Merchandising can be particularly crucial when conveying what differentiates certain items.

“ASC is all about transparency, as products that carry our ‘sea green’ label can be tracked back through the supply chain via our unique chain-of-custody code on the packaging,” explains Flamini. “Since our label is relatively new to the American market, shoppers are more likely to make the connection between ASC’s label and the traceability it provides when the country of origin, or even the specific farm, is listed on or next to the seafood. This kind of retailer cooperation is key to effectively communicating our label’s meaning to the shopper, ensuring they can make informed, responsible seafood choices.”

He continues: “Retailers can communicate the origin of seafood or its ASC certification via a simple sign or channel strip, accompanied by having the ASC label on-pack. This is an easy way to showcase transparency to shoppers and highlight responsible sourcing. Frozen or shelf-stable branded seafood often prominently features the country of origin in the product name – Norwegian Cold Smoked Salmon – which is another simple way to share more source information with shoppers.”

Tinned seafood
Tinned seafood has risen in popularity.

Beyond Salmon and Shrimp

It’s safe to say that certain seafood species are especially popular with Americans, but are there opportunities to introduce them to other items that may not only widen their seafood experience and add more variety to their diet, but also generate more sales? Experts believe so.

According to ASC’s Flamini, “[O]ysters … look to continue an upward trajectory.” The market for this bivalve “is projected to increase 25% in the next decade,” he observes. “While this trend is driven by restaurants, we’ve already begun to see oysters at more upscale specialty retailers and at Whole Foods. It is important to note that in the U.S., nearly all oyster production is done through aquaculture, and nearly all of it is from North American farms.”

“As a way to differentiate and diversify, many innovative specialty retailers and brands are already branching out from the seafood classics, introducing their customers to a wider array of species such as branzino/European seabass, kanpachi, trout and mussels,” says Davis. “Major retailers should take note. As inflation continues to shape consumer shopping behaviors, retailers can respond by showcasing affordable seafood options, many of which come in the form of lesser-known, budget-friendly options.”

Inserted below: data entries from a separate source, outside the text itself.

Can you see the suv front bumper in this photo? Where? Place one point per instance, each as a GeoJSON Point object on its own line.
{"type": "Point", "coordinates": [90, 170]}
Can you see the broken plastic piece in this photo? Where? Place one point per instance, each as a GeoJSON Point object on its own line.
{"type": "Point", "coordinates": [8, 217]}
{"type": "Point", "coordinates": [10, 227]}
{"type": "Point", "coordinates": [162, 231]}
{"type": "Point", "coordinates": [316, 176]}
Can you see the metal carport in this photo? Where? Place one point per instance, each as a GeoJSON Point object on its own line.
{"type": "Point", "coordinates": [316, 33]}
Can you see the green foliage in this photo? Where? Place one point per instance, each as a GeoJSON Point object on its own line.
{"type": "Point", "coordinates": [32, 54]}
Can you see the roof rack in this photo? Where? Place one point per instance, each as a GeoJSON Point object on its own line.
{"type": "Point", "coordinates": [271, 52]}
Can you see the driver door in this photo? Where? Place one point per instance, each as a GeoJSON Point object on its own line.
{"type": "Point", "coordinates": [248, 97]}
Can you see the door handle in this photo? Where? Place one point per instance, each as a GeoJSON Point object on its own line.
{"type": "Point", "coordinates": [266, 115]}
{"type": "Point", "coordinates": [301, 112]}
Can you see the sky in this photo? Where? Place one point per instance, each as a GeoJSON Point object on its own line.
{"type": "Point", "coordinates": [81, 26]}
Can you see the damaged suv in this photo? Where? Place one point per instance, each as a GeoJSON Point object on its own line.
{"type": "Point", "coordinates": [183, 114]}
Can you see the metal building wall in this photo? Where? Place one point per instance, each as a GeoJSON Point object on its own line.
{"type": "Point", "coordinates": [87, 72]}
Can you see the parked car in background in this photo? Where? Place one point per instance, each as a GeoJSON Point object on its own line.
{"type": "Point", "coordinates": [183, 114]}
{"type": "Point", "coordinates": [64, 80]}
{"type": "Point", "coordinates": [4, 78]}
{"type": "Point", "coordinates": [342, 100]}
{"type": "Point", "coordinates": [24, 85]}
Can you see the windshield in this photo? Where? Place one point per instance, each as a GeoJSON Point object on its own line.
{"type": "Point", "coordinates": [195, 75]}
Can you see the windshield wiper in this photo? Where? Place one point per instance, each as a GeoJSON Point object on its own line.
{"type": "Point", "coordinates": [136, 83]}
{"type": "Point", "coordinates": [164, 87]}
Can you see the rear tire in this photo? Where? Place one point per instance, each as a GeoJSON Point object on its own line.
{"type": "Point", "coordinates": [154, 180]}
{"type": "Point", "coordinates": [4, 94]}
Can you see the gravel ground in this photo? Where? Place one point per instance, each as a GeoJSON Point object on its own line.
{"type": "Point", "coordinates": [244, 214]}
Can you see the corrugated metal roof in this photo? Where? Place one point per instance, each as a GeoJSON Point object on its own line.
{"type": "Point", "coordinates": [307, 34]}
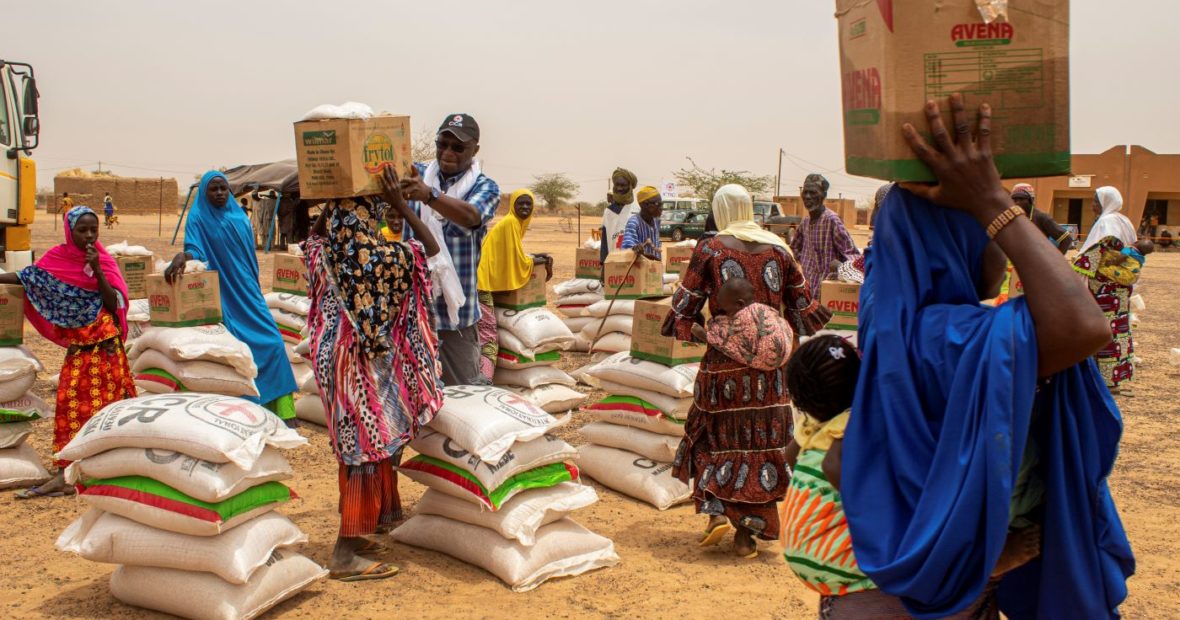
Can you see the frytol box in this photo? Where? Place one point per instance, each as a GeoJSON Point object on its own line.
{"type": "Point", "coordinates": [339, 157]}
{"type": "Point", "coordinates": [191, 299]}
{"type": "Point", "coordinates": [897, 54]}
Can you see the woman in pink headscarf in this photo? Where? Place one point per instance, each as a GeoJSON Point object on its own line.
{"type": "Point", "coordinates": [74, 295]}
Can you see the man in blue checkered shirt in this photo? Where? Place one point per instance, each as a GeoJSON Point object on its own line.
{"type": "Point", "coordinates": [466, 200]}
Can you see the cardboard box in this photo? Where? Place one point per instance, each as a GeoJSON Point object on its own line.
{"type": "Point", "coordinates": [530, 295]}
{"type": "Point", "coordinates": [194, 299]}
{"type": "Point", "coordinates": [338, 157]}
{"type": "Point", "coordinates": [12, 314]}
{"type": "Point", "coordinates": [289, 274]}
{"type": "Point", "coordinates": [648, 344]}
{"type": "Point", "coordinates": [844, 300]}
{"type": "Point", "coordinates": [896, 56]}
{"type": "Point", "coordinates": [135, 271]}
{"type": "Point", "coordinates": [622, 280]}
{"type": "Point", "coordinates": [676, 258]}
{"type": "Point", "coordinates": [588, 263]}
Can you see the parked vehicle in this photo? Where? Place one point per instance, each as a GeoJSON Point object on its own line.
{"type": "Point", "coordinates": [681, 224]}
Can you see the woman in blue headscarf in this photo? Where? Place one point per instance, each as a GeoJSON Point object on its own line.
{"type": "Point", "coordinates": [218, 233]}
{"type": "Point", "coordinates": [970, 423]}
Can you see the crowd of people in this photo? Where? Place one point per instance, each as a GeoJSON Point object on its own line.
{"type": "Point", "coordinates": [951, 463]}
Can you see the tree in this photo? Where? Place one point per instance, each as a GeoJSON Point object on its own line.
{"type": "Point", "coordinates": [421, 147]}
{"type": "Point", "coordinates": [705, 183]}
{"type": "Point", "coordinates": [554, 188]}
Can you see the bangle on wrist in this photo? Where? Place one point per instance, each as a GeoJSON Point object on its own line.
{"type": "Point", "coordinates": [1005, 217]}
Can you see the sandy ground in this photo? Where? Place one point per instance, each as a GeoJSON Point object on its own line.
{"type": "Point", "coordinates": [662, 573]}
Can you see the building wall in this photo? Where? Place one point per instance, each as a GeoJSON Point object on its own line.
{"type": "Point", "coordinates": [130, 195]}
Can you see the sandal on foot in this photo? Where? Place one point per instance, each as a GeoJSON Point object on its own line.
{"type": "Point", "coordinates": [374, 572]}
{"type": "Point", "coordinates": [715, 535]}
{"type": "Point", "coordinates": [33, 493]}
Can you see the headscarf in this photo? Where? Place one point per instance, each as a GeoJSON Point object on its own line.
{"type": "Point", "coordinates": [503, 263]}
{"type": "Point", "coordinates": [631, 180]}
{"type": "Point", "coordinates": [1110, 223]}
{"type": "Point", "coordinates": [734, 213]}
{"type": "Point", "coordinates": [223, 239]}
{"type": "Point", "coordinates": [372, 275]}
{"type": "Point", "coordinates": [72, 298]}
{"type": "Point", "coordinates": [941, 417]}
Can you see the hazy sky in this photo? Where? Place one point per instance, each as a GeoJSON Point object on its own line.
{"type": "Point", "coordinates": [164, 87]}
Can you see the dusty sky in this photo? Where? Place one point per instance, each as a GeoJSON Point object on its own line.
{"type": "Point", "coordinates": [168, 89]}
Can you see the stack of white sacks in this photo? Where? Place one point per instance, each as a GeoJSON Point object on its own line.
{"type": "Point", "coordinates": [531, 341]}
{"type": "Point", "coordinates": [499, 491]}
{"type": "Point", "coordinates": [20, 465]}
{"type": "Point", "coordinates": [205, 358]}
{"type": "Point", "coordinates": [637, 426]}
{"type": "Point", "coordinates": [572, 299]}
{"type": "Point", "coordinates": [182, 490]}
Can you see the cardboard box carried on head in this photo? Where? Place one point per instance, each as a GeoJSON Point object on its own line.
{"type": "Point", "coordinates": [192, 299]}
{"type": "Point", "coordinates": [896, 56]}
{"type": "Point", "coordinates": [647, 341]}
{"type": "Point", "coordinates": [629, 275]}
{"type": "Point", "coordinates": [844, 300]}
{"type": "Point", "coordinates": [339, 157]}
{"type": "Point", "coordinates": [135, 271]}
{"type": "Point", "coordinates": [12, 314]}
{"type": "Point", "coordinates": [588, 263]}
{"type": "Point", "coordinates": [289, 274]}
{"type": "Point", "coordinates": [530, 295]}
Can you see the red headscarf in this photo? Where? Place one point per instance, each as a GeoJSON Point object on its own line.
{"type": "Point", "coordinates": [67, 263]}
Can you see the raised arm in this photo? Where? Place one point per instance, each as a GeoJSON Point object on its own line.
{"type": "Point", "coordinates": [1069, 325]}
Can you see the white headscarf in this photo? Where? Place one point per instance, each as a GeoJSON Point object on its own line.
{"type": "Point", "coordinates": [1110, 223]}
{"type": "Point", "coordinates": [733, 210]}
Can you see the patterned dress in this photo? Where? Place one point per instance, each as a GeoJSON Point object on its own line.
{"type": "Point", "coordinates": [738, 429]}
{"type": "Point", "coordinates": [1114, 298]}
{"type": "Point", "coordinates": [94, 374]}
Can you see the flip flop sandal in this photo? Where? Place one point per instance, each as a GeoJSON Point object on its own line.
{"type": "Point", "coordinates": [374, 572]}
{"type": "Point", "coordinates": [715, 535]}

She adds: “ASC has had great success highlighting responsibly certified seafood species beyond shrimp and salmon through our retail campaign partnerships. For example, we worked with New Seasons Market to showcase USA-raised trout through a series of promotions offering whole trout giveaways, DIY butchery videos, and sustainability education that emphasized fish health and water quality. Telling farmers’ stories has proven an especially effective way to connect with shoppers.”

[RELATED: Giant Eagle's Private Label Seafood Nets Historic Certification]

“We … believe having a knowledgeable employee behind the seafood counter servicing shoppers also helps to introduce new and different seafood options,” advises Bruno, no stranger to in-store engagement. “When you have someone behind the counter that can explain what different seafood items taste like and how to season and cook them, it is encouraging to shoppers to try new items.”

Yet another opportunity exists in plant-based seafood alternatives, although how long-lived this trend may be is still unknown.

“We’ve gotten some interest from our bagel customers on a plant-based alternative,” notes Lee-Allen. “Last year, we met the team from Konscious Foods and sampled their Plant Based Smoked Salm’n – it mimics the smoked salmon texture and taste. This year, Acme became their distributor for foodservice customers. We think it’s an excellent option for those who prefer a plant-based diet, [but] it’s a bit too early to tell what the long-term viability will be.”

As Bruno points out, “If the consumer demand is there, it will survive.”